Besides, the real selling point for this franchise and Fate of the Furious is the spectacle. There's a simple level of joy to be taken solely from watching Vin Diesel race someone while driving backwards in a car that's on fire, or watching the main cast somehow avoid a freaking submarine while driving on ice covered water in Russia. There's the sequence where Theron makes it rain with cars, a helicopter getting taken out by an EMP, Johnson using his arm to divert a torpedo, and a pretty solid prison riot highlighted by stompings put on by Johnson and Statham. Just writing those things down is ridiculous enough, but the fact the film commits to these feats with a level of normality is fascinating in its own right. Whatever reaction the characters have to all of this insanity is a few steps below how it should play out in real life.
But this series is based in fantasy, a point the various directors who have come and gone have generally agreed upon. Anything can happen in the Fast and the Furious universe, and the only thing the filmmakers can do from one film to the next is stretch what anything means. It's fun to watch them get more and more creative without quite hitting the point of desperation. And while Fate of the Furious never hits the level of absurdity that makes Fast Five and Furious 7 so entertaining, it's still a damn fun film.

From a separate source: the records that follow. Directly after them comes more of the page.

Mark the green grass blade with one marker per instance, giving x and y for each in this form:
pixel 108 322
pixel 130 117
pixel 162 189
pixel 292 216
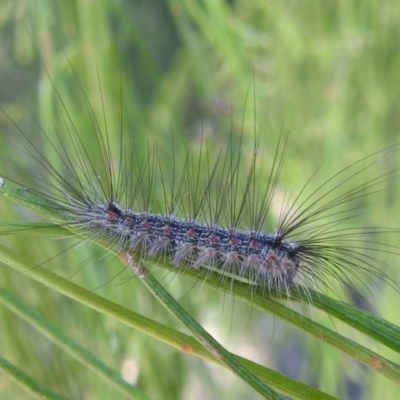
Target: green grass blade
pixel 74 349
pixel 27 383
pixel 152 328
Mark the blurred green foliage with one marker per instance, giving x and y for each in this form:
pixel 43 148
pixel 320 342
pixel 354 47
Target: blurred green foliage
pixel 326 72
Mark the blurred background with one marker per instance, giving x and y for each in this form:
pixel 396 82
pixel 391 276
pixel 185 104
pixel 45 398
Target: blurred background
pixel 327 73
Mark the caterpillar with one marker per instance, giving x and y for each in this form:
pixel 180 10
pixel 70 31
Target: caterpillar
pixel 203 225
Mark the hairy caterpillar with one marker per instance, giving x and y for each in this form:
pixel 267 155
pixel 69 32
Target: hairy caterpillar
pixel 203 224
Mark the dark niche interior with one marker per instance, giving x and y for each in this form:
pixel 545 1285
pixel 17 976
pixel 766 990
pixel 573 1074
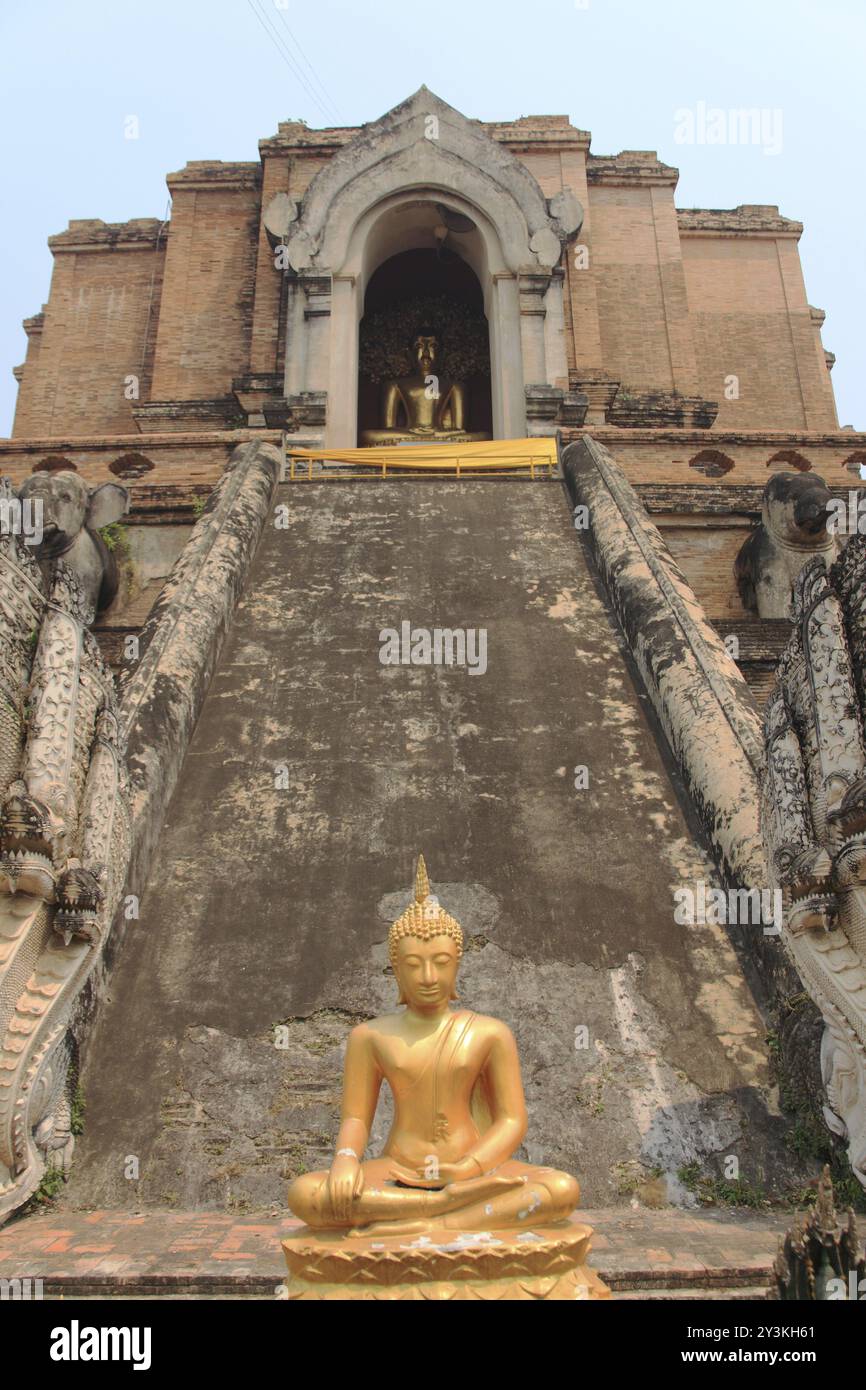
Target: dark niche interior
pixel 426 275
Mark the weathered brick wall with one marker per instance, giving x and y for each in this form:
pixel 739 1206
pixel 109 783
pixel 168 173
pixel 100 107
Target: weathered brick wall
pixel 207 299
pixel 104 295
pixel 672 300
pixel 624 262
pixel 751 320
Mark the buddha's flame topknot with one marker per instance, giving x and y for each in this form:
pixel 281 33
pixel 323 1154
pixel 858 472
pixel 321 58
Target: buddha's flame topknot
pixel 424 918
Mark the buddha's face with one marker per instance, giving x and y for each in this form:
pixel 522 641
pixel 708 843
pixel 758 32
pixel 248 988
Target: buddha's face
pixel 427 350
pixel 427 972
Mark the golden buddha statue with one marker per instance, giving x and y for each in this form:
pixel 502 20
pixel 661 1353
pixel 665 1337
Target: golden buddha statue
pixel 423 409
pixel 446 1175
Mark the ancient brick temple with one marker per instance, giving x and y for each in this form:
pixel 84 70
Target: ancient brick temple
pixel 635 603
pixel 683 338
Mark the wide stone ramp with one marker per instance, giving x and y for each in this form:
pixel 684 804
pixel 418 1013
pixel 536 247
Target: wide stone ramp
pixel 314 777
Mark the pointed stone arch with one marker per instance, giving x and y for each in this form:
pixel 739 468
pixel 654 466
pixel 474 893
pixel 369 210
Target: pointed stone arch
pixel 384 192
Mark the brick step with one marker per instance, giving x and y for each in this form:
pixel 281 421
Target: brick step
pixel 658 1255
pixel 749 1293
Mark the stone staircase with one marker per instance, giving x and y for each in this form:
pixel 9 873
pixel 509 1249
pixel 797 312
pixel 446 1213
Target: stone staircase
pixel 110 1254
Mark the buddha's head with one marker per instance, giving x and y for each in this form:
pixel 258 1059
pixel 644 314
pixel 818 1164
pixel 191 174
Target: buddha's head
pixel 426 349
pixel 424 947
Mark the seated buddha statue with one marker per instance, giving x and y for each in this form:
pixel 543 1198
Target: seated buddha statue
pixel 423 407
pixel 459 1108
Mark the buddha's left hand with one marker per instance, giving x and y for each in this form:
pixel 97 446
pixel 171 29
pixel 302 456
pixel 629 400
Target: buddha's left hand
pixel 444 1175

Review: Four out of Five Stars

Click here to see the trailer.

Rating: PG-13
Run time: 136 minutes
Genre: Action

Ask Away

Target audience: Folks who've lined up to watch the last seven movies.

Take the whole family?: This one gets a little bloodier than some of the previous ones, so stick within a year or two of the PG-13 rating.

Theater or Netflix?: Theater is good, but maybe avoid the IMAX if it isn’t a matinee.

What do they do about Paul Walker?: Even though the actor died before the release of Furious 7, his character Brian is referenced in this one as being alive but retired, just as he was at the end of the previous film. It was kind of nice to see the filmmakers avoid overly inserting Walker (sadly at the expense of Jordana Brewster), but a scene at the end makes for a strange coda given the circumstances.

Watch this as well?: Fast Five remains the glorious, bonkers highlight of this franchise. I'm also a very enthusiastic fan of Furious 7 even with the reduced Dwayne Johnson presence; adding in Kurt Russell and Jason Statham proved to be nice touches.